このようにコンテキストの内部でだけ有効な用語を関係者みんなで使いましょう、それをユビキタス言語と呼びましょう、というのがユビキタス言語だ。

ユビキタス言語をうまく作用させるには、みんな(開発者もドメインエキスパートも)がユビキタス言語に則った用語を使うこと、ドメインモデルにもユビキタス言語を使った名前付けにすることが必要だ。

同じ言葉を使ってコミュニケーションすることで、ドメインを効率的に学習していくことができる。ドメインについての質問をユビキタス言語を使って行うことで、共通の言葉を使って概念を整理していくことができる。

それらのドメインの概念は、そのままプログラムでも表現する。そのために、パッケージ名、クラス名、メソッド名にもユビキタス言語をそのまま使用する。会話している言葉と同じ言葉を使ってプログラムを名前付けするために、翻訳しながらプログラムを読み取る必要がなくなる。

(コンテキストの中の)ドメインモデルの分類にはユビキタス言語を使うことになる。クラス名にはユビキタス言語で定義された用語が使われるし、用語間の関係はパッケージでグルーピングされる。パッケージの名前にもユビキタス言語で定義された用語が使われることもある。

ドメインモデルをユビキタス言語で分類するためには、ある用語がドメインの中のある一つの概念と結びついてないといけない。そうでないと曖昧な責務になってしまうだろう。あとはある用語が2つ以上の意味に使われているといけない。

ユビキタス言語これらの性質を満たしているというのが、DDDがうまく動くはず、という根拠になっていると思う。
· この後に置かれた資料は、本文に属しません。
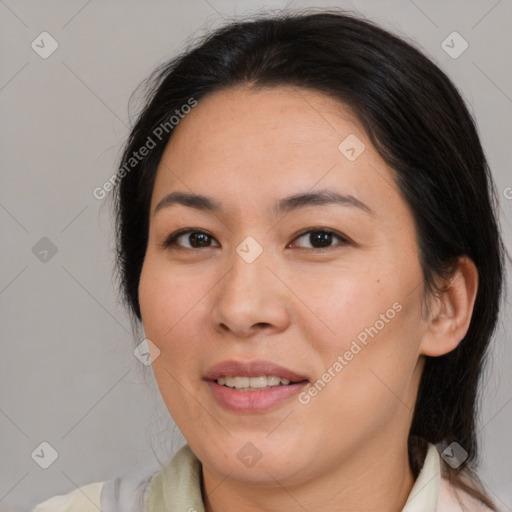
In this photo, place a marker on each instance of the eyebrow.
(291, 203)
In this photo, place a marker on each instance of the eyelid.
(343, 239)
(171, 239)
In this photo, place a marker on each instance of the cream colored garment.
(177, 488)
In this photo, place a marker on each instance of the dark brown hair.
(421, 127)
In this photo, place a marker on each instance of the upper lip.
(254, 368)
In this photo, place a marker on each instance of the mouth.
(240, 383)
(253, 386)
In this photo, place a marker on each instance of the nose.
(251, 299)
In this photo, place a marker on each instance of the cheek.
(167, 302)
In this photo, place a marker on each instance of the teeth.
(252, 383)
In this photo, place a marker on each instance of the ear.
(451, 312)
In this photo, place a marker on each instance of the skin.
(294, 305)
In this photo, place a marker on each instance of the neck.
(378, 478)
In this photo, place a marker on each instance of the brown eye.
(321, 239)
(190, 239)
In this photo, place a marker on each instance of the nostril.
(262, 324)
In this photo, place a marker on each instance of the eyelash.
(171, 240)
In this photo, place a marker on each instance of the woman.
(306, 232)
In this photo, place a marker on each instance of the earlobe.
(452, 310)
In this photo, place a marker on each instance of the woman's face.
(302, 263)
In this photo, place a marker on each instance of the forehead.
(246, 144)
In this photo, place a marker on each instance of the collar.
(178, 485)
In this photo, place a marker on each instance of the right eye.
(196, 239)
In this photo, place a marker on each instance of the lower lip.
(253, 401)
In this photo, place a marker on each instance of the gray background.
(67, 370)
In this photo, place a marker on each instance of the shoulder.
(456, 500)
(83, 499)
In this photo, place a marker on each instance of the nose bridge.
(250, 295)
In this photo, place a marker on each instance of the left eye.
(321, 238)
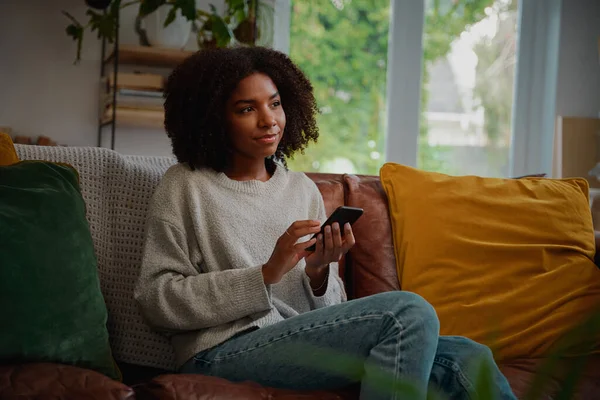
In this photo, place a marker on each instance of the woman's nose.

なぜ ユニークな概念に紐づくユビキタス言語を作ることが可能かというと、それで実際の業務が回っているから、というのが根拠になっているのではないかと思う。業務を回しているということは、曖昧な用語を使ってコミュニケーションロスが発生していないはずなのだ。

例えば新しく田中さんが職場に入ってきて、すでに田中さんがいた場合、田中博、田中太のような感じで、自動的にユニークで誤解のない呼び名が生まれるはずなのだ。業務で扱っている言葉であれば、それが誤解を生むような用語であれば業務が回らないようになってしまう。

業務を回しているということは、そのような事態は発生しないということを保証している。なので、ドメインエキスパートと開発者の間で共有できるユビキタス言語を作ることが可能なのだ。